Pongan atención señores, voy a contarles un suceso,
De un hombre de gran coraje que se ganó nuestro aprecio.
Odilón Ponce Salgado, de nobleza y de gran fe,
Conocido por su apodo, le nombran "El Gori" donde esté.
Verso II
En la tierra de Morelos, donde el sol quema bonito,
Él formó su gran cimiento, con respeto y con gran grito.
Tiene un Jetta A4 que anda en la ciudad al trote,
Y una Chevrolet S10 que le aguanta cualquier azote.
Verso III
Mirando a su esposa amada, y tres hijos que tenía que ver,
Tomó el camino del norte para poderlos sostener.
Cruzar la frontera tuvo que hacer un gran esfuerzo,
Trabajando de sol a sol, aguantando el reverso.
(Se fue a "los United", a sudar con gran tesón,
Para darle a su familia una mejor condición).
Verso IV
Pero el destino es un río que no se puede detener,
Una llamada de lejos lo hizo pronto regresar.

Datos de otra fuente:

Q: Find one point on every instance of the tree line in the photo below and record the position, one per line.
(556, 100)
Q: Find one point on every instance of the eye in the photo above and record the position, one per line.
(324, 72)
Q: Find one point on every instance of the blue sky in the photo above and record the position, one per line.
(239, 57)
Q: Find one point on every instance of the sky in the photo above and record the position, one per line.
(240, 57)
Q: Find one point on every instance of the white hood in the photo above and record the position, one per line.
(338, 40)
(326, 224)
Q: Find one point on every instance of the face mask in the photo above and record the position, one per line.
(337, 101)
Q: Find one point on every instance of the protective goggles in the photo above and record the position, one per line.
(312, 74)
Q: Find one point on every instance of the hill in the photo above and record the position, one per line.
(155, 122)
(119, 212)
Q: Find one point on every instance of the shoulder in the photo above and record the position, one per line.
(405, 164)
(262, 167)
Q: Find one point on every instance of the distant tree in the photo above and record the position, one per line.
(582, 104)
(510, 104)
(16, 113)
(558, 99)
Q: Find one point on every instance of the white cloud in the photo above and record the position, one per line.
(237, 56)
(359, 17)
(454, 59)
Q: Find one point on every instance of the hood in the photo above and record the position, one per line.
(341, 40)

Su padre estaba muy grave, la noticia fue un dolor,
Y Odilón dejó el trabajo, mostrando el valor mayor.
Verso V
Volvió a su tierra de origen, a cuidarlo hasta el final,
Y el tiempo aquí lo sembró, con un fruto adicional.

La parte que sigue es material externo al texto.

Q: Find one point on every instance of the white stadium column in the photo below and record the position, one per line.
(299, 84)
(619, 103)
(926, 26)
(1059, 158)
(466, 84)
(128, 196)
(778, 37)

En Morelos nació un niño, otro más para su altar,
Y diecinueve años pasan de que ya no quiso cruzar.
Verso VI
Ya no regresó al camino que llevaba aquel color,
Porque aquí estaba su gente, su vida y su mejor flor.
"El Gori" ya es hombre fuerte, con orgullo en el hablar,
Un patrimonio ha formado, sin tener que emigrar más.
Despedida
Ya con esta me despido, con respeto y gran honor,
De un hombre que por los suyos mostró esfuerzo y gran valor.
Que siga rodando el Jetta, que siga la S10 también,
Saludos a Odilón Ponce, que viva el esfuerzo, amén.